Introduction / Goals / Scope:
This is a follow-up to my previous blog post looking at how to install/run the new John the Ripper Tokenizer attack [Link]. The focus of this post will be on performing a first pass analysis about how the Tokenizer attack actually performs. Before I dive into the tests, I want to take a moment to describe the goals of this testing. My independent research schedule is largely driven by what brings me joy. Because of that I’m trying to get better at scoping efforts to something I can finish in a couple of days. It’s easy to be interested in something for a couple of days! Therefore, my current plan is to run a couple of tests to get a high level view of how the Tokenizer attack performs and then see where things go. To that end, this particular blog post will focus on three main “tests” to answer a couple of targeted questions. Test 1: Analyze how sensitive Tokenizer is to the size of the training data Question: How sensitive is the Tokenizer attack to being trained on 1mil, or 30+ mil passwords? Impact: Knowing this is important since it determines if the Tokenizer attack can be effective when trained on smaller datasets. This could be a community or language specific target, or a dataset targeting a specific password creation policy. Secondary Reason: Identifying early on how sensitive Tokenizer is to the training size it will help inform other testing options I have available to me. For example can I train it on a subset of RockYou passwords, and then test it against a different subset from that same breach? Also, full disclosure, I made a mistake somewhere along the line of training the Tokenizer in my previous blog post that led me to think it was more sensitive to the training data size then it actually was. Test 2: Compare a short (5 billion guess)Tokenizer attack against Incremental and OMEN.
Tests:
Note on Testing Tools:
Test 1: Analyze how sensitive Tokenizer is to the size of the training data
Training: RockYou
Origin: There are several different LinkedIn datasets from the 2012 Linkedin data breach [Link]. For this test, I’m going to use the original dump that only included around 6.4 million hashes. This dump also had malformed hashes where the first 5 bytes of the hashes were replaced by 0’s. I’m using this dataset vs. some of the later (and larger) datasets since it’s been analyzed the many different academic papers. Obtaining the List: You can download the list from skullsecurity [Link]. I probably should compare my copy of the list to that one, so there might be some differences, but I figure it’s important to point out where other researchers can get a copy. Cracking the List: You can crack the list using the default Hashcat raw-sha1 format since by default Hashcat ignores the first five byes of the hash. I wrote about that more [here]. If you are cracking these hashes in John the ripper, you need to use the format “raw-sha1-linkedin” Obtaining plains: For this attack I was curious how effective the Hashmob plains list would be. Hashmob is a collaborative password cracking site that has some very skilled members (they won this year’s CMIYC competition). So I decided to try it out and promptly fell down a rabbit hole. Before I detour into that research, let me finish up the dataset description. Size of Dataset vs. Cracks: 6,458,020 passwords / 5,980,436 cracked. 92% success rate. Total Side Tangent on LinkedIn List + Hashmob Wordlists:
Test 1 Results:
Test 1 Analysis:
The two tokenizer attacks trained on 1 million passwords performed very similarly (you almost can’t see the second line on the graph). This is a good result since it points to being somewhat resilient to minor differences in the training data. You will notice though that the tokenizer attack trained on the full 32 million RockYou passwords does perform noticeably better. There’s a lot of additional questions that come to mind about this, but I’m going to let these results stand alone for your interpretation and move on to the next set of planned tests.
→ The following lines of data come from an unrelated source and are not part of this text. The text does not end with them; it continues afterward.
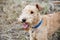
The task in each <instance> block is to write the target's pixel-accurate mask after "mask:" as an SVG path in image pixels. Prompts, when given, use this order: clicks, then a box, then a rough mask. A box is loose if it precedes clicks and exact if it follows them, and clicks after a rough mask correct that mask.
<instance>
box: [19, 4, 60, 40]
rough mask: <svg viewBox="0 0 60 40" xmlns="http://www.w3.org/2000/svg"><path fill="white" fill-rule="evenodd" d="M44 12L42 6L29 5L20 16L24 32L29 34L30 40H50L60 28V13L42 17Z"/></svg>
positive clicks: (43, 8) (56, 12)
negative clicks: (48, 37)
mask: <svg viewBox="0 0 60 40" xmlns="http://www.w3.org/2000/svg"><path fill="white" fill-rule="evenodd" d="M42 10H44V7H42V6H41V5H40V4H34V5H27V6H26V7H25V8H24V9H23V10H22V14H21V15H20V16H19V18H18V21H19V22H20V23H21V24H22V26H23V28H24V30H26V31H27V32H29V34H30V40H48V36H51V35H52V34H53V33H54V32H55V31H56V30H57V29H59V28H60V22H59V21H60V19H59V18H58V17H60V16H59V15H60V12H53V13H52V14H46V15H41V14H40V12H41V11H42Z"/></svg>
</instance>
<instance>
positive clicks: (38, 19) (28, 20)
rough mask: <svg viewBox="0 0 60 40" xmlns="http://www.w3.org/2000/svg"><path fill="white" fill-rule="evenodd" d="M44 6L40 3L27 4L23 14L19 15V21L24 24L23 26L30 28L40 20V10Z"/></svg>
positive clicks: (18, 18) (23, 11) (24, 8)
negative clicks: (33, 4)
mask: <svg viewBox="0 0 60 40" xmlns="http://www.w3.org/2000/svg"><path fill="white" fill-rule="evenodd" d="M42 9H43V8H42V6H40V5H39V4H35V5H27V6H26V7H25V8H24V9H23V10H22V14H21V15H20V16H19V18H18V21H19V22H21V23H22V24H23V27H24V28H25V29H26V28H30V27H33V26H34V25H36V24H37V23H38V22H39V20H40V12H39V11H40V10H42Z"/></svg>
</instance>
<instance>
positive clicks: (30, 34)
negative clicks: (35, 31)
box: [29, 30, 34, 40]
mask: <svg viewBox="0 0 60 40" xmlns="http://www.w3.org/2000/svg"><path fill="white" fill-rule="evenodd" d="M29 34H30V40H34V39H33V34H32V31H31V30H30V31H29Z"/></svg>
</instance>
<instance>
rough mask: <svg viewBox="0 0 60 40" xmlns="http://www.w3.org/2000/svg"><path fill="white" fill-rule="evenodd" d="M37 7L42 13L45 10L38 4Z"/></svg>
mask: <svg viewBox="0 0 60 40" xmlns="http://www.w3.org/2000/svg"><path fill="white" fill-rule="evenodd" d="M35 6H36V8H37V9H38V10H39V11H41V10H42V9H43V7H42V6H40V5H39V4H36V5H35Z"/></svg>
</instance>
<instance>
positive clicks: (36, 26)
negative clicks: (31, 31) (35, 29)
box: [32, 19, 43, 28]
mask: <svg viewBox="0 0 60 40" xmlns="http://www.w3.org/2000/svg"><path fill="white" fill-rule="evenodd" d="M42 23H43V20H42V19H41V20H40V22H39V23H38V24H37V25H35V26H34V27H32V28H38V27H40V26H41V25H42Z"/></svg>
Bonus Analysis and Correction:
In my previous post I posted the first 25 guesses my training of tokenizer produced, and it looked “weird”. SolarDesigner replied with what they were seeing when running their own copy which was very different (and looked more like what I originally expected) [Link]. I reran all my training, and then started getting similar results to Solar. Long story short, somewhere along the way with my troubleshooting and figuring out this attack I made a mistake. Here are the updated results of the first 25 guesses generated by tokenizer with the Rockyou training data above, along with the results Solar provided:
Test 2: Compare a Tokenizer attack against Incremental and OMEN
Training:
Test 2a Results:
This was interesting, but you really can’t see what’s going on at the start of the password cracking session. So the next graph is the same test/data, but just zoomed in to the first 20 million guesses.
Test 2b Results:
Test 2(AB) Analysis:
Not a lot of surprises here, which is good. OMEN is a very effective attack mode so that was always a tough one to beat. The challenge with OMEN is the lack of an indexing function (aka being able to tell it “generate password at position 2941932”, which leads to complications with pausing/restarting cracking sessions. So I generally use Incremental mode in my real password cracking sessions. It’s just easier. Which means that having the Tokenize attack improve upon standard Incremental mode is a big deal. Side note: I try to point this out whenever talking about OMEN, but you’ll notice the sawtooth success rate as it tends to crack more passwords at the start of OMEN “level”. This highlights significant room for improvement if any researchers want to look into this. Ideally you’d like to have a smoother graph to frontload all your effective guesses near the beginning of your cracking session.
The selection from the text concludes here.